Any experiential learning based program has to account for the inherent risk involved in such an experience. After 15 years of outdoor adventure camping, 10 years of international travel programming, and 6 years of gap year planning, we have developed a highly sophisticated model of risk assessment and crisis response.
Safety can never be a promise from any program provider. But a culture of responsibility, foresight, monitoring, and evaluation can be the best preventative to account for a student’s care while on a gap year. I believe Kivu Gap Year has a thorough plan for welcoming students into environments that push them outside their comfort zone, but not into dangerous or irresponsible situations. From registering with the US Embassy, to having international insurance coverage, to having effective orientations, to maintaining thoughtful relationships in these local communities, we are confident that a student can experience the stress and challenge of life in an unfamiliar place with responsible assessment of risk.
When the gap year concept caught wind here in the United States, there was a particular need amongst both parents and students to ensure it did not become a year of partying around the world. Both parents and students wanted a purposeful experience.

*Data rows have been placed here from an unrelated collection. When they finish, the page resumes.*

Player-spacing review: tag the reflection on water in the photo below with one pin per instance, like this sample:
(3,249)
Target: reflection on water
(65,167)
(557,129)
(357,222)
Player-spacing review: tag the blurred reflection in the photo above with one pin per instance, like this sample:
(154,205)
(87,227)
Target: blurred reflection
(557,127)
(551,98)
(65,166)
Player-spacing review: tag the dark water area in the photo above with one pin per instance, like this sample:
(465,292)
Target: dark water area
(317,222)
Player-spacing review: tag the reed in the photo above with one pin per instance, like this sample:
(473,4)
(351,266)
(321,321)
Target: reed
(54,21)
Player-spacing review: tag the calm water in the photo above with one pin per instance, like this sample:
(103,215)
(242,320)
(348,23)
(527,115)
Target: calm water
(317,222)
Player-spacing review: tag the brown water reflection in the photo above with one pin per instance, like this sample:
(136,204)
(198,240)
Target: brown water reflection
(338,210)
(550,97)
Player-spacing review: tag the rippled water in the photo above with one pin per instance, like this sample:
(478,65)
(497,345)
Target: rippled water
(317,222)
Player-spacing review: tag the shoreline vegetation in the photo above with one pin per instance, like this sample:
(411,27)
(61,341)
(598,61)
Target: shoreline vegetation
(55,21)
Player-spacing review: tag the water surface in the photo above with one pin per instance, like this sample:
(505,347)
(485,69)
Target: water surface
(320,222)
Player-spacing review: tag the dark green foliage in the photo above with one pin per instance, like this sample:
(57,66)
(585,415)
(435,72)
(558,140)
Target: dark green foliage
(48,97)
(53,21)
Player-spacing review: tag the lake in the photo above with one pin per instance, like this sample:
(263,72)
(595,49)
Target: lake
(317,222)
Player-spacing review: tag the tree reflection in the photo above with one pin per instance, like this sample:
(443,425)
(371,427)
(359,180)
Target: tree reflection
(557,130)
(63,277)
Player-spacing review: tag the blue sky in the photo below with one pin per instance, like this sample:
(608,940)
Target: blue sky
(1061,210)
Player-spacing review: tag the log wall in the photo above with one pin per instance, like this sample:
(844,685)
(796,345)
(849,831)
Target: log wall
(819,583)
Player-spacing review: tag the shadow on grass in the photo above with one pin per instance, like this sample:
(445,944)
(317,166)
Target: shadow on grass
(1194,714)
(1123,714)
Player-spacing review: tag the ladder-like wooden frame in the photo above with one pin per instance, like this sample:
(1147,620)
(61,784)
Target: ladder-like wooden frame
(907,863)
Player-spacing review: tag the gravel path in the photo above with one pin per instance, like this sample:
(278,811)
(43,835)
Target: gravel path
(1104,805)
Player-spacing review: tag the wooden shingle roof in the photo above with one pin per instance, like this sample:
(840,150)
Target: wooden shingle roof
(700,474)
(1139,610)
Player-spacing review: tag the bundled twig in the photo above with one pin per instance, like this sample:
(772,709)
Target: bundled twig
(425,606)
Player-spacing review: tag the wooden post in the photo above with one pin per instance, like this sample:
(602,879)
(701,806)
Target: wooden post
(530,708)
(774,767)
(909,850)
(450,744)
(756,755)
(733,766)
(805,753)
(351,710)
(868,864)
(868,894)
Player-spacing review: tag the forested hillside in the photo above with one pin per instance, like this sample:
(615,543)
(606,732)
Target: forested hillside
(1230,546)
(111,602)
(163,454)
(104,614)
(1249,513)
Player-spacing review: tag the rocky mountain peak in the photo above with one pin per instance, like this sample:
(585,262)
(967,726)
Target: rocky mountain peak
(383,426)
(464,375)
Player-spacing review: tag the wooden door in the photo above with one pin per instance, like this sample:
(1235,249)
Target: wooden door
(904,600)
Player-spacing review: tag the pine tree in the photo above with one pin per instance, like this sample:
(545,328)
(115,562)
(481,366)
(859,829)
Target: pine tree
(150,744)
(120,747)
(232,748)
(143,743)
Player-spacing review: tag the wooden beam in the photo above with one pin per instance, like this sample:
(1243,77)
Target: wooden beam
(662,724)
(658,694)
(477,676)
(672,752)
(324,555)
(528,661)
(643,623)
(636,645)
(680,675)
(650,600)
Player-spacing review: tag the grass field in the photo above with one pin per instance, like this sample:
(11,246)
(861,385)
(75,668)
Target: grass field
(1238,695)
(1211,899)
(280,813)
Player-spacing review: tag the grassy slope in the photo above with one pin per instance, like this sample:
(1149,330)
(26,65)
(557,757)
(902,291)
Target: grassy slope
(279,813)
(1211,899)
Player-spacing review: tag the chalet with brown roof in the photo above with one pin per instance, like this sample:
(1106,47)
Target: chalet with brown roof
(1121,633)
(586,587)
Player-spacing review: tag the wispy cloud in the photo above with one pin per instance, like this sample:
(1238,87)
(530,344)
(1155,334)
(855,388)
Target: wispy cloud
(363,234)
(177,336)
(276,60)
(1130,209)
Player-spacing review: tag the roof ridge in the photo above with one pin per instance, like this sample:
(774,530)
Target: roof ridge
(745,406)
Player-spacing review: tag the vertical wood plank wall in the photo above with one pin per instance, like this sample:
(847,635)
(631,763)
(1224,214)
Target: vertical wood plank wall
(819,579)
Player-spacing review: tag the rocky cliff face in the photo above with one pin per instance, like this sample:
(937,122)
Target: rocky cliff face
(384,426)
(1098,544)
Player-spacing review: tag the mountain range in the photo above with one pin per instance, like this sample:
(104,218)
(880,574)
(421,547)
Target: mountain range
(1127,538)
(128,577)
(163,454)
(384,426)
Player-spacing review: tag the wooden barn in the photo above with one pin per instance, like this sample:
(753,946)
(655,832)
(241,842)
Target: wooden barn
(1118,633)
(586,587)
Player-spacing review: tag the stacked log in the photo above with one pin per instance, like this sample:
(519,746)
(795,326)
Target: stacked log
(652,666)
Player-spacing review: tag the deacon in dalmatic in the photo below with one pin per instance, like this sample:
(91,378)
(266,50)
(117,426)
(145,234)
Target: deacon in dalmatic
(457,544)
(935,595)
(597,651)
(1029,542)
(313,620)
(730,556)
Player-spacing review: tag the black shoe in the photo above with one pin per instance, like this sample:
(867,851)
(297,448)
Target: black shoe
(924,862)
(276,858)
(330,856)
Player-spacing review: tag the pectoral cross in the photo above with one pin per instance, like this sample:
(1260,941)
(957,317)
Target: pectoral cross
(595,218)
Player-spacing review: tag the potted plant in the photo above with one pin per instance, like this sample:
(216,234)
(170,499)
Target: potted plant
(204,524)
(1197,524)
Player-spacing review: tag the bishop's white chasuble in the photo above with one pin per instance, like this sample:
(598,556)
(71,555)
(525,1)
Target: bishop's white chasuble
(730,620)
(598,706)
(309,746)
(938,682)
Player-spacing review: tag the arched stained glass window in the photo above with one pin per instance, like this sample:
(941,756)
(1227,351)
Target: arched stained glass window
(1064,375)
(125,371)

With that purpose comes structure.
Kivu Gap Year structures the learning experience around home stays, internships, cultural events, teaching in the field, mentorship, and cohort support. We believe these 6 areas provide a meaningful program for students to gain purpose and discover their passions while traveling. Our students log up to 900 internship hours working with multiple organizational cultures. They have to learn to navigate duties and responsibilities alongside cultural nuances and language barriers. They have to accept where their limitations are and have to learn to contribute where they are able inside an organization. The uncomfortableness of these environments pushes them towards growth outcomes we have come to recognize as patterns in our alumni.
After several years of gap year programming, people often asked our Kivu staff and students, “what did you get out of that experience?” Our alumni quickly found how difficult it is to wrap your words around such powerful experiences and stories captured on a gap year. So we launched an internal Impact Assessment in May of 2015 in order to find out from our alumni, “What did you learn from participating in the Kivu Gap Year?”
Through personal interviews and general surveys, we found 6 Core Competencies our students were developing. What our students talked about more than anything else was the developing of their Emotional Intelligence or EQ. (See article The Most Significant Growth Component). Students also vocalized growth in Cultural Intelligence (CQ) as well as Faith Ownership. Since the uniqueness of our program is to provide faith-based students with a space to process their spiritual development, we saw this feedback as a critical component of our program values in helping emerging young adults own what it is they believe.
These 3 areas of Safety, Structure, and Outcome are my ingredients to a great gap year! If you can find a provider that is able to effectively articulate this recipe to their programs, you should be confident that your investment into a gap year is more than worth the while. If you are designing your own independent gap year, these 3 components will suit you well. Know that the year won’t be easy. It will certainly be full of peaks and valleys. But the growth that comes from living in this ‘stretch zone‘ is what makes a gap year what it is!